The procedure was performed by John Leonetti, MD, one of four Loyola otolaryngologists who have extensive experience in cochlear implant surgery, according to the announcement. A cochlear implant is used in patients with sensorineural hearing loss, which is caused by a disease or lesion affecting the inner ear or auditory nerve. The device bypasses damaged parts of the auditory system and stimulates the auditory nerve, enabling the patient to receive sound.
“Cochlear implants allow patients to hear much better, which can greatly improve their quality of life,” said Sam Marzo, MD, chair of Loyola’s department of otolaryngology, who also performs cochlear implants along with Matthew Kircher, MD and Dennis Moore, MD.

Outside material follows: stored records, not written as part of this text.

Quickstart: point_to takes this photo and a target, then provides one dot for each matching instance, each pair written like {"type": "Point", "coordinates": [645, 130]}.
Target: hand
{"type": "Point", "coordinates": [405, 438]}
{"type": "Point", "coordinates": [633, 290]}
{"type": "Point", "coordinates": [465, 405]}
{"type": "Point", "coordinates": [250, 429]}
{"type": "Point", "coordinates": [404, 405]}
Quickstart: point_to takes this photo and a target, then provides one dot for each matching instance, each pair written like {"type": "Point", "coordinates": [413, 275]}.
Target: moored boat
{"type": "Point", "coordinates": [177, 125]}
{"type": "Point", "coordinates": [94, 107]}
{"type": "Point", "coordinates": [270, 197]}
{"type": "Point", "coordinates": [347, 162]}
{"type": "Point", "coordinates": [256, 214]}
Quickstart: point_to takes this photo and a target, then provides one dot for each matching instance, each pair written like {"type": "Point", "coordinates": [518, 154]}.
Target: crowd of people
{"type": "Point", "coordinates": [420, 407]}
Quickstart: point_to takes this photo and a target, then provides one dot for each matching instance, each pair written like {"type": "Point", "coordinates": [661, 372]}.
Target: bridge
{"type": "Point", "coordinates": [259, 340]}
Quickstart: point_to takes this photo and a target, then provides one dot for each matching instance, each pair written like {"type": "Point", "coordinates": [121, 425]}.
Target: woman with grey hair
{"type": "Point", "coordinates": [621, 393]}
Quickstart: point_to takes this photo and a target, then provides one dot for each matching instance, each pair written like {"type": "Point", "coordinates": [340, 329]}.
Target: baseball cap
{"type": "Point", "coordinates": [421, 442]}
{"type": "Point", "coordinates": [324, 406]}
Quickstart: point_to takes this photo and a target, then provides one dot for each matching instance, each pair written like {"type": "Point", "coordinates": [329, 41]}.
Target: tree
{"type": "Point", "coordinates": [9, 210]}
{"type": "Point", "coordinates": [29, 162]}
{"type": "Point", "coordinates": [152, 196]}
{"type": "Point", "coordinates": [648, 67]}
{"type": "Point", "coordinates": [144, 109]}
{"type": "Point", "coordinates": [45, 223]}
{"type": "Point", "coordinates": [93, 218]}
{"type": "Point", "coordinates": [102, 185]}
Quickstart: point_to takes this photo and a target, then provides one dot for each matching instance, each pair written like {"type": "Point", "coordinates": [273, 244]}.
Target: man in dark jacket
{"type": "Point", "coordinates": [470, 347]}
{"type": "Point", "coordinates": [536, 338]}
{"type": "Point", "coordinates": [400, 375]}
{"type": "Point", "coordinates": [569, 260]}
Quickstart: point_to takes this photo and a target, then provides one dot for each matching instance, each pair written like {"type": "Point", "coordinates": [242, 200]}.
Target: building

Loyola is said to be among the highest-volume centers for cochlear implants in the Midwest and was among the first centers to implant a hybrid system that combines a cochlear implant with a hearing aid. Loyola offers cochlear implants to patients who have normal or near-normal hearing in one ear (single-sided deafness), especially to those with debilitating tinnitus in the impaired ear. (Tinnitus is the perception of noise or ringing in the ear.) Loyola is also said to have been among the first centers in the country to offer other leading-edge hearing technologies.
“Cochlear implants have become standard treatments for patients with various degrees of sensorineural hearing loss who do not receive enough benefit from hearing aids,” said Audiologist Chief Candace R. Blank, AuD. “But there’s a common misconception that the devices are intended only for patients with profound hearing loss.”